Grilling Tips for Poultry & Fish

Direct Indirect

Understanding the two most popular grilling styles, Direct and Indirect, is essential for creating a perfect grilled entrée. There are instances when both Direct and Indirect methods are appropriate. The Direct method sears the food in order to create a flavorful crust on the surface, followed by Indirect to prevent burning the outer area of the food while cooking evenly. The following is a quick reference for cooking methods and approximate cooking times for poultry and fish.

Poultry
Chicken Breast 5-6 oz Direct 6-7 minutes each side Medium heat to prevent drying out
Chicken Legs Direct 15-22 minutes each side Grill with chicken legs placed 5-6 inches above direct fire. Medium heat to prevent drying out.
Chicken, Whole Indirect 15-20 minutes per pound Use medium heat to prevent drying out. Keep grill covered.
Turkey
½ Breast
2 lb.
Indirect 1-1¼ hours Medium heat to prevent drying out. Keep grill covered.
Turkey Drumstick ½ lb. Indirect 1-1½ hours
Turkey, whole (unstuffed) Indirect 20-25 minutes per pound Use medium heat to prvent drying out. Keep grill covered.
Turkey Burger ½ inch thick Direct 4-6 minutes each side
Fish
Filet and Whole Fish Direct/Indirect 5 minutes on each side, per thickness inch. ie: 2 inch thick = 10 minutes on each side. Measure filet at thickest point. For larger filets, make a small slash in the thickest part of the fish to ensure even doneness. If grilling directly on grate, sear with Direct heat then continue with Indirect (or raise grate to at least 6 inches above fire). Rub with oil before grilling to seal in moisture.

When Indirect grilling, remember to keep lid closed. Opening the lid can add from 10-15 minutes onto grilling time.

Do not use a fork to turn the meat as you are grilling since the piercing causes the juices to escape. A long-handled spatula or tong is more appropriate.

Oil grates with no-stick spray (or brush oil on grates) before starting grill to prevent food from sticking.
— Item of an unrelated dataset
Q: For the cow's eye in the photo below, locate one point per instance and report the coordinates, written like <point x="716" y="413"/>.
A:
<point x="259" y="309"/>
Safe Internal Temperatures

Keep yourself, friends and family safe from food borne illnesses. To accurately check temperature, the thermometer must be inserted through the thickest part of the meat and away from any bones since bones conduct heat.
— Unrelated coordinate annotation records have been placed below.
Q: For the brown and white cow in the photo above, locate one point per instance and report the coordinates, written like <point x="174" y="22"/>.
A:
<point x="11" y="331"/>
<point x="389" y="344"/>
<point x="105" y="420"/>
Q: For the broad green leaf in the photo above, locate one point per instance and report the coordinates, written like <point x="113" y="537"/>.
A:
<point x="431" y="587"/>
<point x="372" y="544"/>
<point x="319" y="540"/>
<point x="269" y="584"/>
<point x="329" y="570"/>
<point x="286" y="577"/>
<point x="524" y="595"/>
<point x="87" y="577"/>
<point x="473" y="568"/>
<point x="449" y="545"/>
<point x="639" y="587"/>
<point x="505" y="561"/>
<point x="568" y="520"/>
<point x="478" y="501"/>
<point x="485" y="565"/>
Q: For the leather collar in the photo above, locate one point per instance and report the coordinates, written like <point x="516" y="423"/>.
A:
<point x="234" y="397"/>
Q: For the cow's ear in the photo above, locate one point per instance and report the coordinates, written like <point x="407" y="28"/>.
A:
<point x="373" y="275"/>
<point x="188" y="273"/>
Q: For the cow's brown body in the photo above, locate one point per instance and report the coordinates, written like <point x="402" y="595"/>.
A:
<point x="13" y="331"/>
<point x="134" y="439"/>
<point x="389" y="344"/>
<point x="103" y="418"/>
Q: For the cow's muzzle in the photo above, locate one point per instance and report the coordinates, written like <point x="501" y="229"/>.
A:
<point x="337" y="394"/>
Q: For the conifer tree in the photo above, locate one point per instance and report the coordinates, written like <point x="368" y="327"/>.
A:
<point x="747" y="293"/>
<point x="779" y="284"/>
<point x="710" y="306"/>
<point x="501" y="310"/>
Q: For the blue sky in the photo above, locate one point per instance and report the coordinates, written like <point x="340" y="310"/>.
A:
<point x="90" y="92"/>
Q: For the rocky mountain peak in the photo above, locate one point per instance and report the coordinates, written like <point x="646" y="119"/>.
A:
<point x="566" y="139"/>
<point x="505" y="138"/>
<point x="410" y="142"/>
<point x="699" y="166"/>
Poultry is generally safe at 160º F, however waiting until it reaches 180º F is recommended.

Fish is safe when the meat flakes easily with a fork and appears opaque all the way through. If unsure by appearance, a temperature of 155º F is recommended.




FYI… Poultry


Flatten chicken breasts so that they are more uniform in thickness. If cooking a whole chicken, it should be butterflied for even cooking. To butterfly, cut along each side of the backbone and then remove it. Turn chicken breast side up and use the heel of your hand to press down on the breast to break the breastbone, flattening the chicken. Use skewers to help the meat lay flat by threading one skewer through a wing, through the breast, and out the other wing. Thread a second skewer into a thigh, through the bottom part of the breast, and out the other thigh.

When grilling or broiling, the chicken will have a tendency to dry out so it must be watched carefully during the cooking process. Coating the chicken with a little oil or marinating it will aid in preventing it from drying out while cooking. A medium heat should be used when grilling chicken. Using too high of a heat will cause some parts to cook too quickly and dry out while other parts will not be cooked all the way through.

When selecting a whole turkey for grilling, it is best to choose one that is not too large. A 16-pound turkey is the largest size that is safe to grill. The grilling process does not allow the internal temperature of larger turkeys to reach a sufficient temperature quickly enough to destroy harmful bacteria within a safe time period. A smaller turkey is also easier to handle when moving and turning it on the grilling surface.

To prevent dryness, leave the skin on the chicken during cooking, which helps preserves the chicken's natural moisture. To speed grilling or broiling time, partially cook the chicken in the microwave first. Microwave on high approximately 4 to 5 minutes per pound, or 3 to 4 minutes if using cut up parts. Grill or broil the microwaved pieces of chicken immediately to finish cooking.




FYI… Fish:

Fish is cooked when the meat flakes easily with a fork and appears opaque all the way through. If any of the meat is still glossy and translucent then it is not done.

Fish has a tendency to dry out and break into small pieces. Keep some fresh lemon juice handy while you are grilling. You can brush this on while you grill to add flavor and keep the fish moist. Wrapping fish in tinfoil also keeps fish moist and prevents sticking. Spray inside of aluminum foil with no-stick spray to prevent sticking.

A grill basket makes grilling fish, especially smaller pieces, considerably easier for cooking and clean-up. Be sure to spray or brush the basket with oil to prevent sticking.